Like so many, the mom and insurance manager had known in her gut that the weekslong fête would take 2021 off. Revelers of all ages packed at least three deep along routes that wind for miles seemed the textbook antithesis of social distancing.
“So, I kinda made a comment: ‘Well, that’s fine, I’m just going to decorate my house,'” said Boudreaux, who invited her neighbors to turn their homes, too, into stationary versions of the ornately designed floats that populate the four dozen or so parades that roll in the city each year.
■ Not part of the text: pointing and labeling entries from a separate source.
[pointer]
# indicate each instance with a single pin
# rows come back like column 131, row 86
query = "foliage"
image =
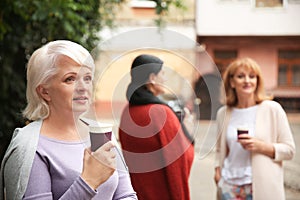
column 28, row 24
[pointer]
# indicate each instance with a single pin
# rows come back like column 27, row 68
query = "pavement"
column 202, row 185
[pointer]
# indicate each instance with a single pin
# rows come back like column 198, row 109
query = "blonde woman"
column 249, row 166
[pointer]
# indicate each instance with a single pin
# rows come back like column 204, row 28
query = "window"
column 223, row 58
column 268, row 3
column 289, row 68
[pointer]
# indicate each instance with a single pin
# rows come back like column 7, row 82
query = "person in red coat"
column 156, row 146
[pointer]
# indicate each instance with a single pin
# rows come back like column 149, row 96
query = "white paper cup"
column 100, row 133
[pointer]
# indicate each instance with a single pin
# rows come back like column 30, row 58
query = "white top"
column 237, row 165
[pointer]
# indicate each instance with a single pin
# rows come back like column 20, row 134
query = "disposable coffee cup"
column 100, row 133
column 242, row 130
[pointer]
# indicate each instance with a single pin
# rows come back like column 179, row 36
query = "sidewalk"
column 202, row 185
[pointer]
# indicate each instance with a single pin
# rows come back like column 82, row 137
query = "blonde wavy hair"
column 42, row 67
column 230, row 96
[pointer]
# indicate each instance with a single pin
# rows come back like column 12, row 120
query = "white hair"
column 42, row 67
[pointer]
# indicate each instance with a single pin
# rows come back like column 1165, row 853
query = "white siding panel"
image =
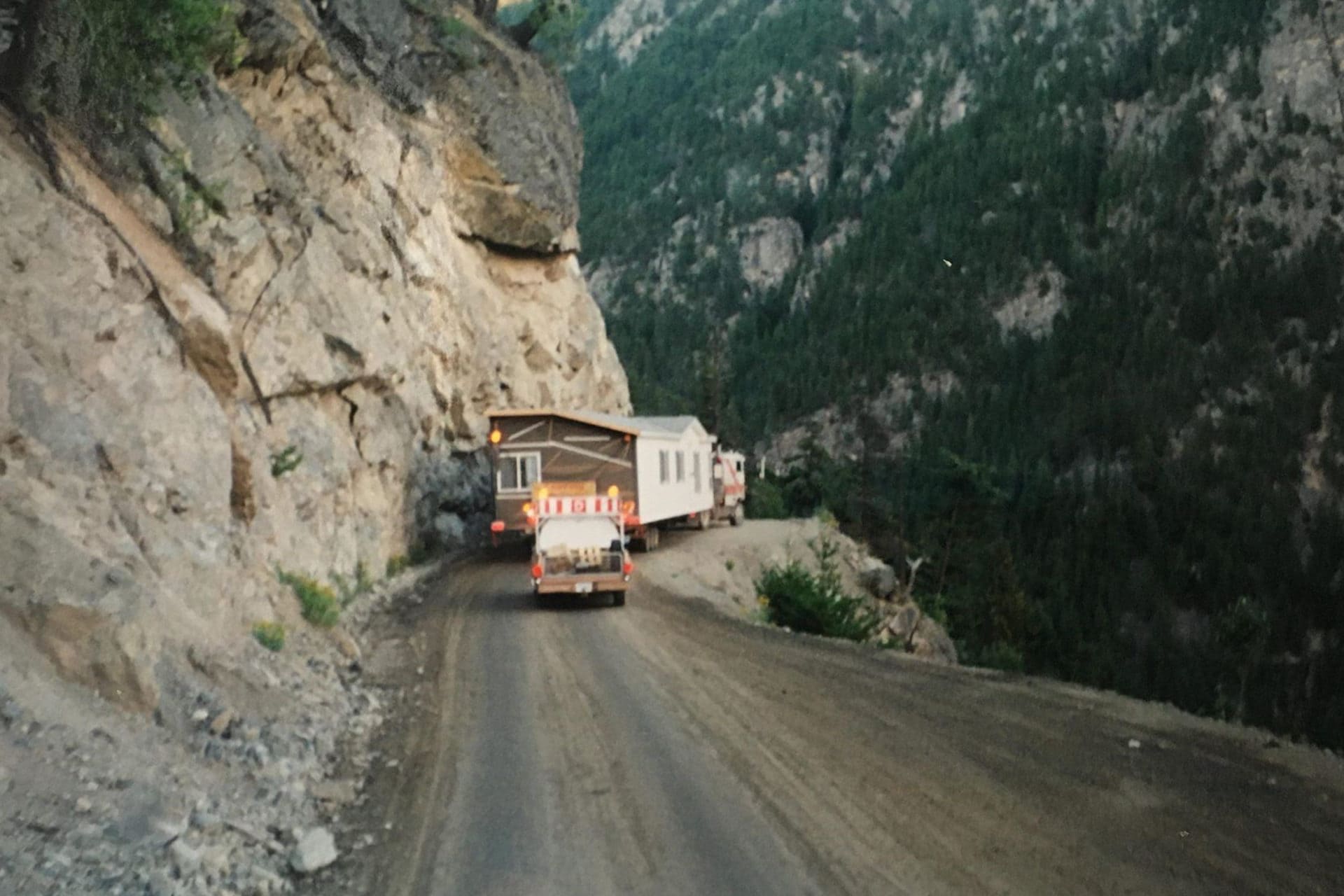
column 672, row 500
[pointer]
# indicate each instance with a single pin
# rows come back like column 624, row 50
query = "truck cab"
column 730, row 486
column 580, row 546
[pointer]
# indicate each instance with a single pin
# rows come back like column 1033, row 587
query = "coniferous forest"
column 1142, row 495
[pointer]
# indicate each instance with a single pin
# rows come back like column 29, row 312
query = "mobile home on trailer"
column 660, row 468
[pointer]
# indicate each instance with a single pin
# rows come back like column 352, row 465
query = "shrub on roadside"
column 270, row 636
column 318, row 602
column 815, row 602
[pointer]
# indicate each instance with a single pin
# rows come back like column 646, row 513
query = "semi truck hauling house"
column 585, row 485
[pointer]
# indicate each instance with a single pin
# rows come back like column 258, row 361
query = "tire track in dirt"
column 666, row 748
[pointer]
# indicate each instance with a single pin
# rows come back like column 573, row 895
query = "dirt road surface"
column 667, row 748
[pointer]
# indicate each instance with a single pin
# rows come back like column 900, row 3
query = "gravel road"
column 667, row 748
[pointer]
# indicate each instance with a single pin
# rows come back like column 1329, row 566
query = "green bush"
column 318, row 601
column 286, row 461
column 270, row 636
column 104, row 65
column 815, row 603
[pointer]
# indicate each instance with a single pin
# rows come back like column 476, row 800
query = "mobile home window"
column 518, row 472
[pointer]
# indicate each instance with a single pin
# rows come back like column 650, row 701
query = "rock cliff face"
column 343, row 251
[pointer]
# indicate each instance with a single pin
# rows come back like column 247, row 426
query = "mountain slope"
column 1058, row 286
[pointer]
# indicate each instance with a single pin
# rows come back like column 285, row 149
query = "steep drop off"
column 1049, row 293
column 339, row 254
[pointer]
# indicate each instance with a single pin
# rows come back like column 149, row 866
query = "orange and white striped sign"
column 587, row 505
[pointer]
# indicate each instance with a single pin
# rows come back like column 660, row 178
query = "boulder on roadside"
column 879, row 580
column 316, row 849
column 932, row 643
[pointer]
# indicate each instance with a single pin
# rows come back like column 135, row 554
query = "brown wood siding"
column 570, row 451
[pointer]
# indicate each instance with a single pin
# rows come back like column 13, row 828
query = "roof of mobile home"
column 632, row 425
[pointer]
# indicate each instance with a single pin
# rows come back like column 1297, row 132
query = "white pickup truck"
column 580, row 546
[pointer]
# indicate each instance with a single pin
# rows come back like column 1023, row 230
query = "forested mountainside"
column 1047, row 293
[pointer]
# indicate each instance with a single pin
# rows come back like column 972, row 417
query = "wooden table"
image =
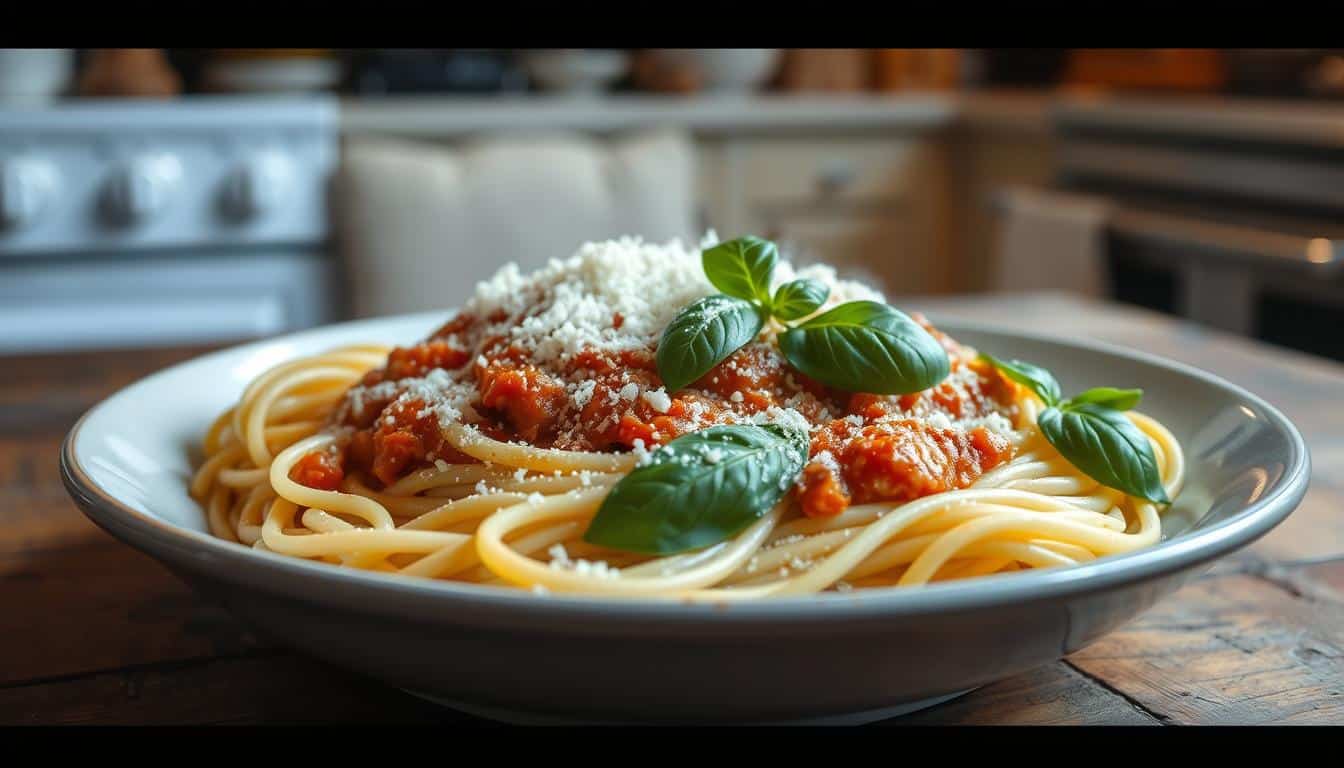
column 93, row 631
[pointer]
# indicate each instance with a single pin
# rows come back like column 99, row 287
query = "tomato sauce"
column 864, row 447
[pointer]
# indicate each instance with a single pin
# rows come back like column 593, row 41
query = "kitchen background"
column 199, row 197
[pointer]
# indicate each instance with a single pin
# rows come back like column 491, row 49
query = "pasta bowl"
column 846, row 657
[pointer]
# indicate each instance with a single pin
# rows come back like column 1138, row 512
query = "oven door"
column 1278, row 281
column 147, row 300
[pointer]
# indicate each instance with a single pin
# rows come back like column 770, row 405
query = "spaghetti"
column 428, row 462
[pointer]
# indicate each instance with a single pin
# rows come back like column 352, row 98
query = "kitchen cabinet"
column 886, row 187
column 872, row 206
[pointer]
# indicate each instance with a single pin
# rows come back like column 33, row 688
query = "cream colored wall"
column 909, row 211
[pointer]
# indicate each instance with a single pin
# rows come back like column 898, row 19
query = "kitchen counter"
column 446, row 116
column 96, row 632
column 1319, row 124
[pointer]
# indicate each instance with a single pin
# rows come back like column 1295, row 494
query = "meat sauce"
column 864, row 447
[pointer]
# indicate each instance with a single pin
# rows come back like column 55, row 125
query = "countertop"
column 1024, row 112
column 96, row 632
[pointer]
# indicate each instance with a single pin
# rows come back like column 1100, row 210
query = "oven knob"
column 256, row 186
column 24, row 188
column 140, row 188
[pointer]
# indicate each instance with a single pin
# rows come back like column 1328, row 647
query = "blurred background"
column 198, row 197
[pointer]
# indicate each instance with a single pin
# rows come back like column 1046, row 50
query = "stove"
column 132, row 223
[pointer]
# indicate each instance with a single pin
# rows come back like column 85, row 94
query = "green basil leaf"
column 866, row 346
column 799, row 299
column 1032, row 377
column 1105, row 445
column 703, row 335
column 742, row 266
column 699, row 490
column 1109, row 397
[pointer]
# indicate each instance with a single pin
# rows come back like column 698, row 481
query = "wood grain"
column 96, row 632
column 1055, row 694
column 277, row 690
column 1242, row 648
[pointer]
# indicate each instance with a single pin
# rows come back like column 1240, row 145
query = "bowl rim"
column 234, row 562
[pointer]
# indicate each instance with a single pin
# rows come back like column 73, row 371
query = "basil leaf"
column 741, row 266
column 1109, row 397
column 866, row 346
column 703, row 335
column 1105, row 445
column 1032, row 377
column 799, row 299
column 699, row 490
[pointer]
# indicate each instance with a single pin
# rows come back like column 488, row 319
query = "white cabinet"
column 872, row 206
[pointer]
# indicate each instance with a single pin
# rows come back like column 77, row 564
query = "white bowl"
column 848, row 657
column 725, row 69
column 575, row 70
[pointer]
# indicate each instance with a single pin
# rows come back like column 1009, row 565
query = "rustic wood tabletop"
column 94, row 632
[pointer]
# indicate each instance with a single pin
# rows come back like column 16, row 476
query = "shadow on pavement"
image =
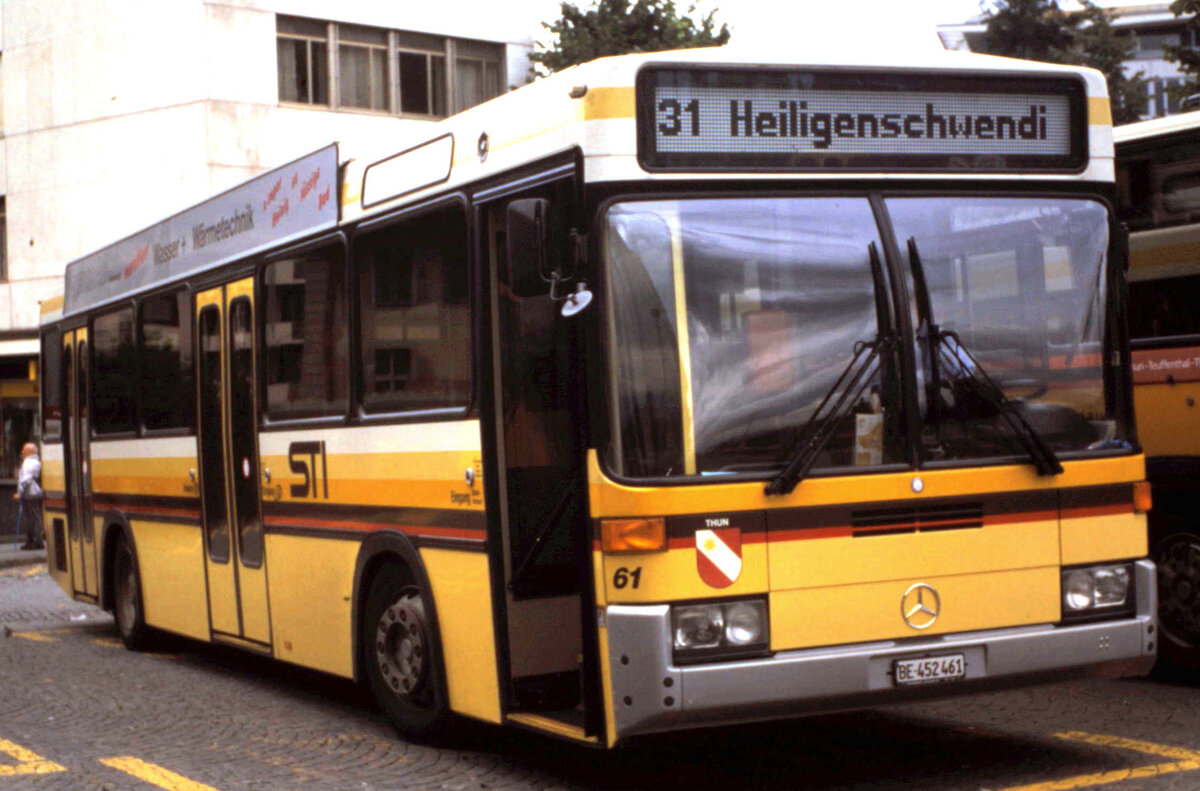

This way, she figured, partiers could stay 6 feet apart while visiting outdoors and enjoying the artistry of the annual countdown to Lent.
The idea, like a splay of bead strands hurled skyward toward an endless carousing crowd, has spread.
Nearly three months and 3,000 house floats later, Boudreaux said last week, “here we are,” with homes across New Orleans and its suburbs — even some as far away as Luxembourg and the United Arab Emirates — dolled up for the inaugural Krewe of House Floats, this ever-resilient city’s answer to a deadly pandemic threat.